Из кустов вынырнул старшина-танкист. Дорохова он не заметил, только Кожина и Насырова, и сердито заторопил:

— Ну, что застряли? Давайте, давайте, скоро выступаем.

— Да, — кивнул Дорохов, — Отходим. Теперь назад, к шоссе, там мы нужнее.

— Вам, товарищ командир, хорошо бы перевязаться, — сказал Кожин. — Мало ли что…

— А, — сказал Дорохов и отнял руку от щеки, засунул платок в карман. — Не в этом дело, Кожин! Вы чувствуете, что произошло? Мы же выиграли первый бой! Плохо ли, хорошо — но выиграли. Вы это чувствуете, понимаете, а?

5

Когда Кожин вернулся к своему танку, Спицын, маясь одиночеством, разглядывал отметины пуль на броне. Он тер пыльный металл ладонью, причмокивал, удивленно качал головой.

— Нет, ты посмотри, командир, до чего здорово! Прямо в упор били — и ничего. Как в сказке! Это осколки, а тут, верно, пулеметная очередь. Видал, будто швейной машиной прострочили…

— Ладно, — сказал Кожин. — Потом резвиться будешь. Лучше двигатель проверь. — И, привстав на катке, полез на броню.

Прежде чем опуститься в люк, он посмотрел в сторону поля.

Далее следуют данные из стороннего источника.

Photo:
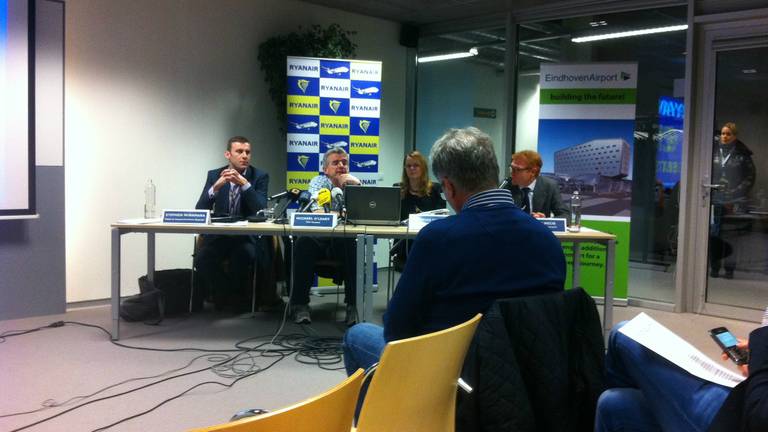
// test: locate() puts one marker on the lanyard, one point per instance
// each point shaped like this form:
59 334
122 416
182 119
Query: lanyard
724 160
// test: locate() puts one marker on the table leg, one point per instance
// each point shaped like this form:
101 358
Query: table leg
115 233
368 291
151 256
610 258
360 275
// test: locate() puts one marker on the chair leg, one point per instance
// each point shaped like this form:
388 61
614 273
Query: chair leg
253 289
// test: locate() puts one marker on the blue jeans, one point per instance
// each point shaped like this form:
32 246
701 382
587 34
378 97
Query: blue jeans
363 344
648 393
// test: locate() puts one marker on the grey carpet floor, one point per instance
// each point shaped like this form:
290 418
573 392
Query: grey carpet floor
58 364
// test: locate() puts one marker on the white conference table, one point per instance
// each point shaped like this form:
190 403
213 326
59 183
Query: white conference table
365 235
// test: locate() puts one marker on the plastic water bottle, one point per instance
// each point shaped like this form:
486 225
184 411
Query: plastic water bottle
149 200
575 212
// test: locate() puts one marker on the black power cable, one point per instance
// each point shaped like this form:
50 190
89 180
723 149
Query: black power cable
321 351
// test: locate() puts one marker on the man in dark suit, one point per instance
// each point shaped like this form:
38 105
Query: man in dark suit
460 265
543 194
238 190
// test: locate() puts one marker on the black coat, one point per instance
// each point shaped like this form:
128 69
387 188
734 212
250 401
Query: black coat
536 364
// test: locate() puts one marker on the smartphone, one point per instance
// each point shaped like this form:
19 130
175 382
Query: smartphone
727 342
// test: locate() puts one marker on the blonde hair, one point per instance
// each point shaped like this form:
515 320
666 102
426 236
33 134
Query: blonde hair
425 184
732 127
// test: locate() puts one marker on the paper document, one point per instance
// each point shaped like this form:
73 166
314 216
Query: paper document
659 339
139 221
236 223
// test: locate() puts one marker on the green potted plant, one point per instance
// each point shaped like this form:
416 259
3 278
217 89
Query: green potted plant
315 41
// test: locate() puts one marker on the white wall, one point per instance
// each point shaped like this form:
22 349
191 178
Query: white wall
527 133
154 89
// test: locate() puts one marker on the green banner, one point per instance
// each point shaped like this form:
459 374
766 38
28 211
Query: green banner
588 96
592 276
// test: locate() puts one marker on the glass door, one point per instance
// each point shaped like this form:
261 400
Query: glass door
732 146
738 208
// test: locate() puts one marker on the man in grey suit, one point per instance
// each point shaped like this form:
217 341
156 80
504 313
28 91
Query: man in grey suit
539 196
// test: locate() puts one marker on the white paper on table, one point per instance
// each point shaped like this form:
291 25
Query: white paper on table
139 221
648 332
236 223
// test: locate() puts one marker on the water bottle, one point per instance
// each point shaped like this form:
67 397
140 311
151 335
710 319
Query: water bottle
575 212
149 200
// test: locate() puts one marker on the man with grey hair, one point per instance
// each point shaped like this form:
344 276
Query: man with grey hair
460 265
311 249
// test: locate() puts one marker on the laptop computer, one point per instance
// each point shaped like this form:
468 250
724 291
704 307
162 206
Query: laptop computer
372 205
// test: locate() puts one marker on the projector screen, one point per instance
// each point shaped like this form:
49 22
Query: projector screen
17 162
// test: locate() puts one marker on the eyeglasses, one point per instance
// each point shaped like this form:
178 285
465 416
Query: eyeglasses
515 169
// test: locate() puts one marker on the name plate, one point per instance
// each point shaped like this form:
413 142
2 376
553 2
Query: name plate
313 220
417 221
199 217
554 224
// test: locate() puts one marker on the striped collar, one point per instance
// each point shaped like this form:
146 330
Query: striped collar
489 198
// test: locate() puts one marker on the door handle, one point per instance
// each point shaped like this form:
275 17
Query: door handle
713 186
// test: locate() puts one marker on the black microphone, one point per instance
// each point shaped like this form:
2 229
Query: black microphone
305 200
293 193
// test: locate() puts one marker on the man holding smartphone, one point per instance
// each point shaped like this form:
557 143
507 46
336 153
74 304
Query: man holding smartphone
237 190
648 393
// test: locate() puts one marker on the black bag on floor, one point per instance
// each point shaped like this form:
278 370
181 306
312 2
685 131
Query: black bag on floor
176 287
148 306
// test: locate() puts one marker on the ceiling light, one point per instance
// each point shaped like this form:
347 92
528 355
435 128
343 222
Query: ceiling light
451 56
630 33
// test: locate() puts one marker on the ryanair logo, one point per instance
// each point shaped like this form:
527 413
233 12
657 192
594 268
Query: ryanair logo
360 144
366 91
303 68
334 105
302 143
336 71
305 125
335 145
334 125
337 88
302 160
303 105
368 108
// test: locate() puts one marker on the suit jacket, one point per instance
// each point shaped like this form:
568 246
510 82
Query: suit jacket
251 201
459 265
536 364
546 198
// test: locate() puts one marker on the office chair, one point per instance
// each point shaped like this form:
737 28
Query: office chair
414 385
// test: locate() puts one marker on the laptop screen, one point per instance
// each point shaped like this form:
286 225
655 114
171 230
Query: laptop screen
372 205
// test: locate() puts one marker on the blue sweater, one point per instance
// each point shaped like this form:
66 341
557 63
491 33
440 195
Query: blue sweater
459 265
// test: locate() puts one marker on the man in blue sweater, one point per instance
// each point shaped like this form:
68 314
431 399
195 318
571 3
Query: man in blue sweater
459 265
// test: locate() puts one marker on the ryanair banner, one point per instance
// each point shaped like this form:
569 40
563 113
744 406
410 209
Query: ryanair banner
332 104
586 134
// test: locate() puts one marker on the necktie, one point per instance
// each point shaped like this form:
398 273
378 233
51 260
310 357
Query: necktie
526 205
234 199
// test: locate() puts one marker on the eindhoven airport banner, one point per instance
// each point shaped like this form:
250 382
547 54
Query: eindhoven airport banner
586 132
332 104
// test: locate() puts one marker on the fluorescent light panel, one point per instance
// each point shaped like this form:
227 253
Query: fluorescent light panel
451 56
630 33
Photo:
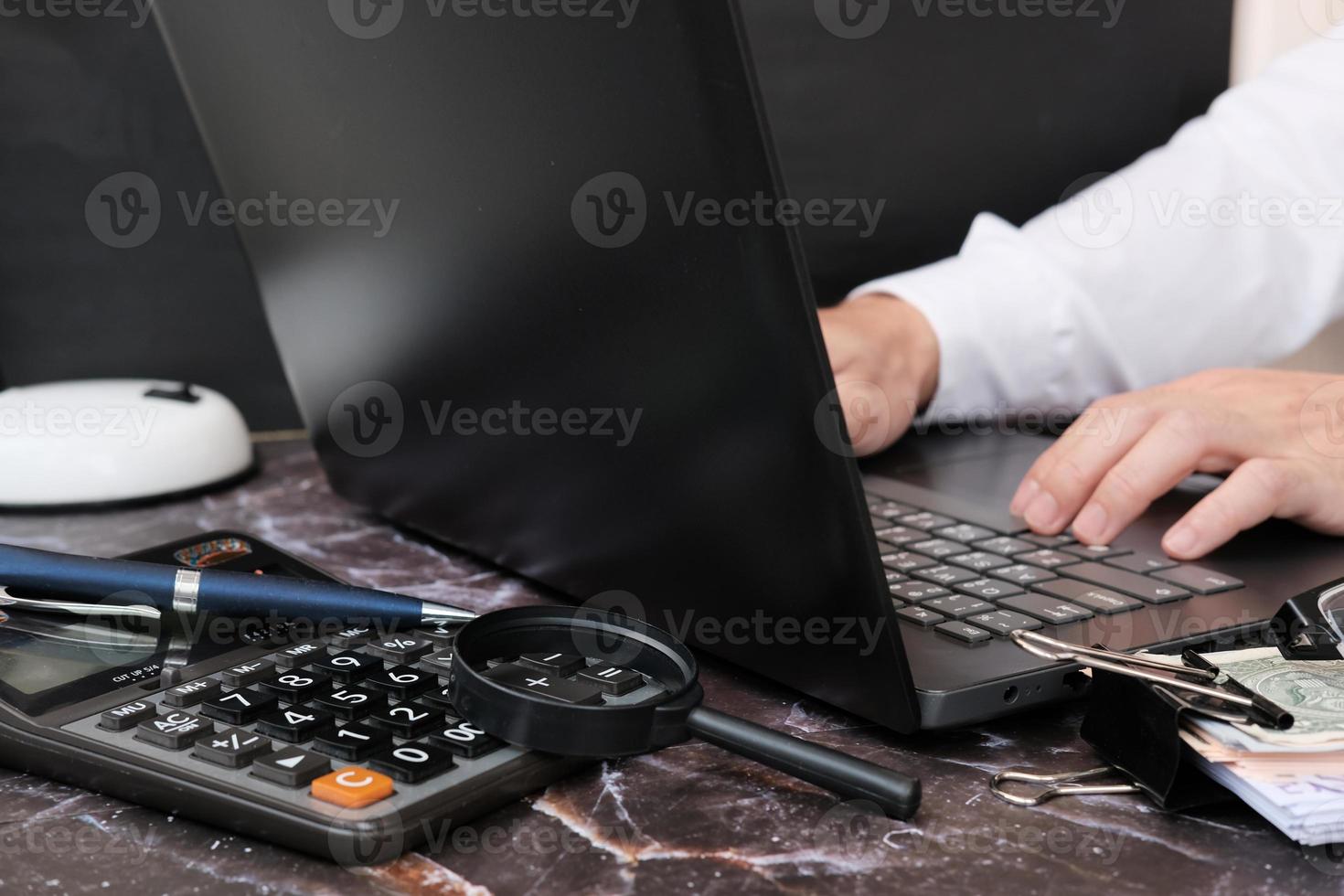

В невысокой ржи чернели коробки подбитых немецких танков. Левее их, над склоном, виднелась поникшая башня «шестерки» Корнеева. Кожину вдруг вспомнилось, как они разговаривали на рассвете — он, Корнеев и Спицын — и Корнеев сказал, что после войны хочет определиться по лесному делу. И тут же представилась ветка лещины, которая так мешала, когда он, Кожин, забрался в корнеевский танк — в полметра длиной ветка, с крупными и шершавыми листьями. Он еще раз взглянул в поле и внезапно, торопясь, соскочил на землю, подошел к кусту и отломил точно такую же по размеру, тоже с гроздью спелых орехов в плотных зеленых облатках.

Зачем он это сделал, Кожин в точности не знал, но он чувствовал, что ветка нужна, непременно нужна теперь в его башне, без нее он бы ни за что не ушел с этой тихой лесной опушки — мирной и тихой, пока снова не заработали моторы.